Historically, the human reaction to suicide has been mixed. Judeo-Christian believers tend to respond in the negative, on the grounds that the act falls squarely within the definition of murder, which is a sin. Others view it as a human right or individual freedom, drawing a moral distinction between how we treat ourselves and how we should treat others. Either way, the concept of a situation in which anyone would want to die tends, rightly, to make us uncomfortable. 

 

Which leads us to the problem of euthenasia, and what it means. Despite longstanding anecdotal evidence and social speculation, keeping a positive attitude makes no medical difference in fighting cancer, which, though true, undercuts an extremely powerful (and useful) instinct for suvival. Because human beings, though mortal, do not like to confront their own mortality. Implausible hope has a place in our universal pantheon: if nothing else, it keeps us sane, gives us strength and can, on occasion, help us hang on long enough for the cavalry to arrive. But it’s not a panacea, and at times, the easier, braver, more honest path is to accept the inevitable, the better to meet it gracefully. This latter point is held by euthenasia advocates, because once you have acknowledged that a painful death can’t be averted, unless you believe in the innate sinfulness of removing yourself from the world, there is a certain logic to ending matters peacefully, on your own terms.

 

Consider, then, the heart-wrenching case of Angelique Flowers, who died – violently, vomiting fecal matter – at the age of 31. Having suffered Crohne’s Disease for half her life, she was then diagnosed with terminal bowel cancer.
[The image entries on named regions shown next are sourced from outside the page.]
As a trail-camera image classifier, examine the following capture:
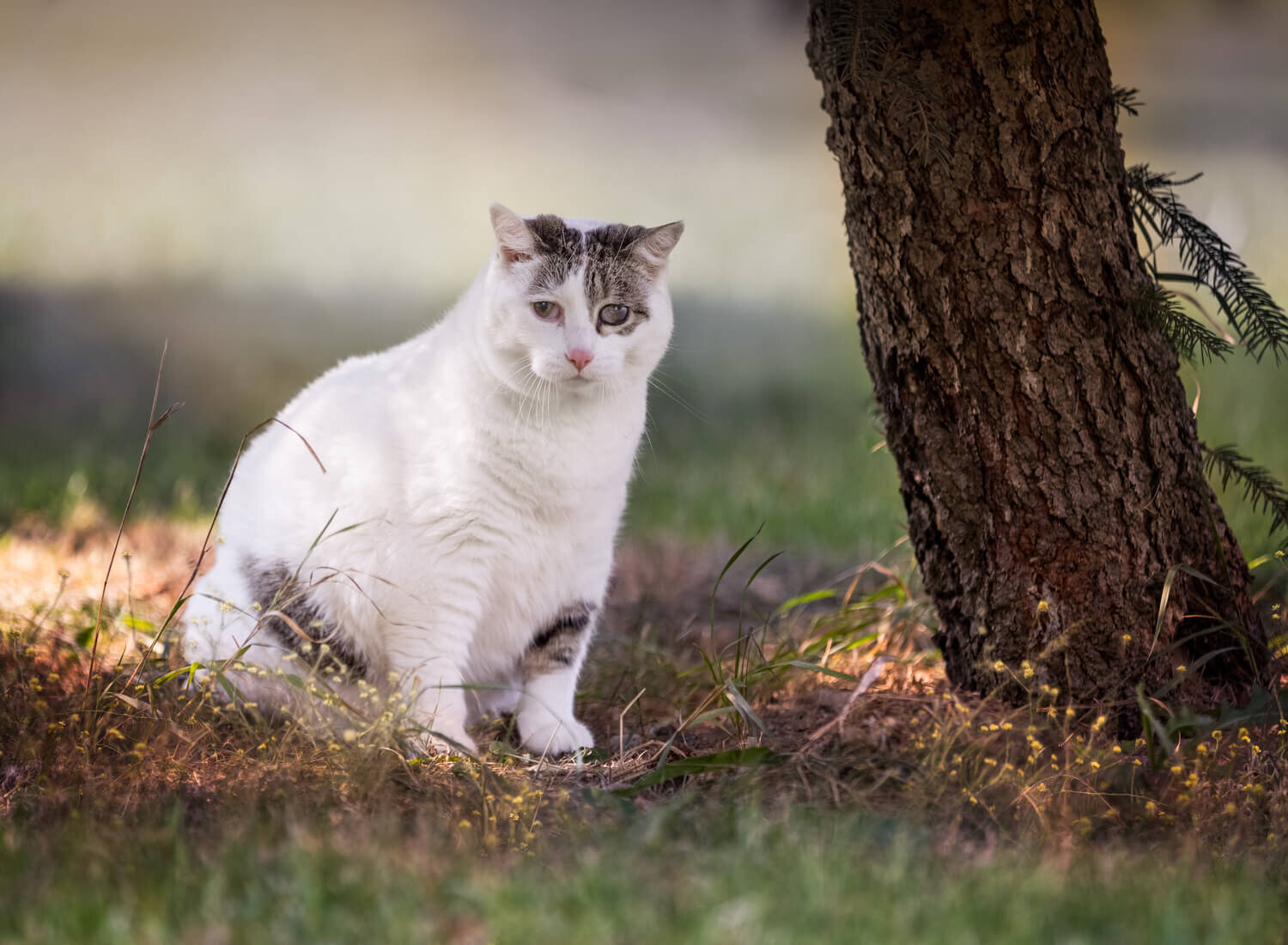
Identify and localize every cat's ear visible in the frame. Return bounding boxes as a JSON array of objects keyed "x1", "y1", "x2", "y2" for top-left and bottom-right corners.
[
  {"x1": 634, "y1": 221, "x2": 684, "y2": 272},
  {"x1": 491, "y1": 204, "x2": 538, "y2": 265}
]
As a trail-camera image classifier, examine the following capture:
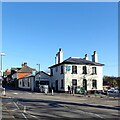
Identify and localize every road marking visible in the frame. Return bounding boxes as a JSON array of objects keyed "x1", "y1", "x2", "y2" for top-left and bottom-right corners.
[
  {"x1": 13, "y1": 102, "x2": 27, "y2": 120},
  {"x1": 13, "y1": 102, "x2": 20, "y2": 110},
  {"x1": 13, "y1": 93, "x2": 18, "y2": 95},
  {"x1": 22, "y1": 113, "x2": 27, "y2": 120}
]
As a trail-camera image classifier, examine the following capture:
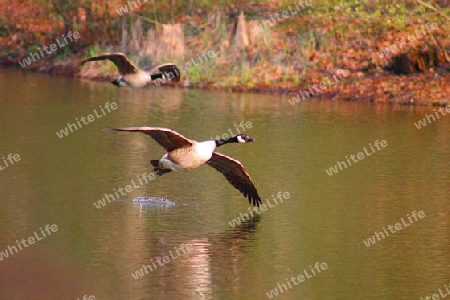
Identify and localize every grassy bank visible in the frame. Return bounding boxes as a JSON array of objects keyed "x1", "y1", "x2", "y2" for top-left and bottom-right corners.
[{"x1": 0, "y1": 0, "x2": 450, "y2": 105}]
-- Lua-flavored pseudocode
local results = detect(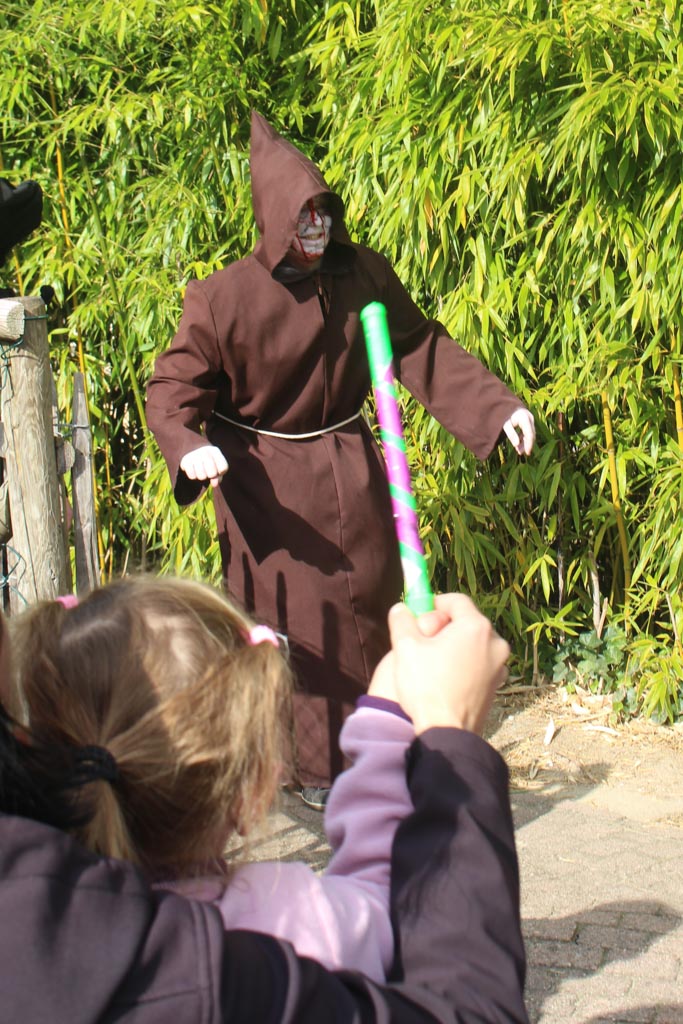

She didn’t fear dying, but only the pain it would, inevitably, cause her. Before she died, Angelique devoted much of her time to exploring the possibility of euthenasia, which isn’t legal in Australia, and although she fultimately obtained a drug which would’ve allowed her to die peacefully, she chose not to use it: either through fear of repercussions for her family or a final change of heart, we’ll never know. But for me, the point of legalising euthenasia is choice: one which allows a greater scope for both dignity and courage. We do not jail those who attempt suicide and fail; neither should we punish the dying by demanding that they expire in a prolonged, painful fashion.

 

Because mercy is not always the same as a happy ending. Sometimes, it just means a lessened measure of grief.